Luana también tenía 6 años. Y veraneaba en febrero de 2018 con su familia, cuando la pandemia del covid era en todo caso una película futurista de ciencia ficción. Su mamá, mujer policía del sur del conurbano, con el arma de su propio padre, policía metropolitano, arrebató la corta vida de su hija mientras dormía mansamente en la cama. Tenía licencia psiquiátrica la mujer y sus otros dos hijos le gritaban qué había hecho. Luana sobrevivió apenas un rato. Y tal vez ella misma miraba a su mamá y se preguntaba o le preguntaba desde la mirada el porqué.
Un niño entrerriano de 9 años recibió hace una semana una feroz golpiza de su papá, integrante de la policía de esa provincia, y tiene ahora una restricción de acercamiento. Todo, en el contexto de una separación conflictiva de la mamá, también policía entrerriana.
El Estado bendice a los integrantes de las fuerzas de seguridad para el uso y la portación de armas. Sacraliza la utilización de la violencia como contralor de la legalidad y como pieza indispensable del aparato represivo. Con permiso legal para portar durante las 24 horas del día el arma reglamentaria. Y con un detalle que termina por perfeccionar las prácticas: son también policías quienes controlan los instantes posteriores a un homicidio o a un ataque por parte de integrantes de las fuerzas de seguridad.
En su nombre, el Estado los consagra, a ellas y ellos, como los autorizados para asegurar las obediencias. Para subordinar, demasiadas veces, desde el uso sostenido de la crueldad. Para disciplinar y administrar acatamiento.

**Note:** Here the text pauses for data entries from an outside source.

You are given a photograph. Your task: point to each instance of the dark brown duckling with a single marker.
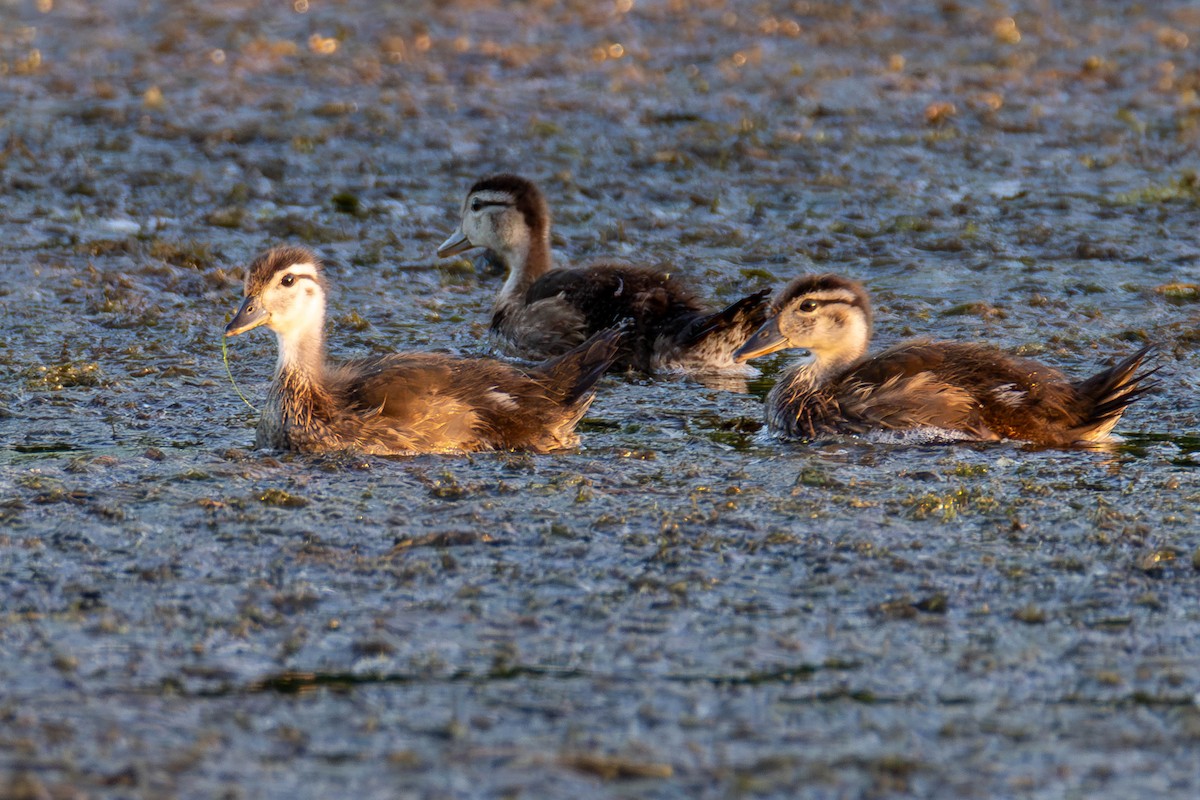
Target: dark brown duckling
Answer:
(406, 402)
(957, 390)
(543, 312)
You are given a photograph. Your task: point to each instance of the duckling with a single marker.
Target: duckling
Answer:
(955, 390)
(402, 403)
(543, 312)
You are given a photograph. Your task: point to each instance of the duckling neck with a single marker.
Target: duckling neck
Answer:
(299, 390)
(526, 260)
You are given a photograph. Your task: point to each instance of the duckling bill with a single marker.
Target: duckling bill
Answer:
(541, 311)
(402, 403)
(963, 390)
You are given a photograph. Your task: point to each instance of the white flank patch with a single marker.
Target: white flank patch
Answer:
(502, 400)
(1009, 395)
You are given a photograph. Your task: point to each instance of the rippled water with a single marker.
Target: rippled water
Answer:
(682, 607)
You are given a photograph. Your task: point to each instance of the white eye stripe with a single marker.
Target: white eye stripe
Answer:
(492, 197)
(834, 295)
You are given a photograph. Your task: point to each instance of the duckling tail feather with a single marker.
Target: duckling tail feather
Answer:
(1113, 391)
(574, 374)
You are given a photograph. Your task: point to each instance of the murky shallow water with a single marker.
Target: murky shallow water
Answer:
(681, 608)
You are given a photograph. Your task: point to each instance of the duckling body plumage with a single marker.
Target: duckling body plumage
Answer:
(543, 311)
(963, 390)
(402, 403)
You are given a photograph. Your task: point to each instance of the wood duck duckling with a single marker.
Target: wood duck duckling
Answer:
(955, 390)
(541, 311)
(406, 402)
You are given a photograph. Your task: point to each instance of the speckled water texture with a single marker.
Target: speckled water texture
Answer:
(682, 608)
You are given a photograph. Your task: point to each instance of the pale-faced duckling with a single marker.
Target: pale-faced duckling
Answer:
(960, 391)
(543, 312)
(405, 402)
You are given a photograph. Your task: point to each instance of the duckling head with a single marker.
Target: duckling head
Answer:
(286, 292)
(826, 314)
(507, 215)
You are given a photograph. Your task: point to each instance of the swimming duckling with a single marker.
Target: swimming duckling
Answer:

El Estado les dio un arma cargada de muerte al papá de Victoria, a la mamá de Luana. A los padres y las madres de tantas otras niñas y niños. Y los formateó en esa mecánica represiva que se aplica, también, puertas adentro de la propia casa.
Son Victoria, Luana y tantas más, la metáfora interrumpida de la risa. De la infancia abruptamente truncada por el hábito perverso de la ferocidad.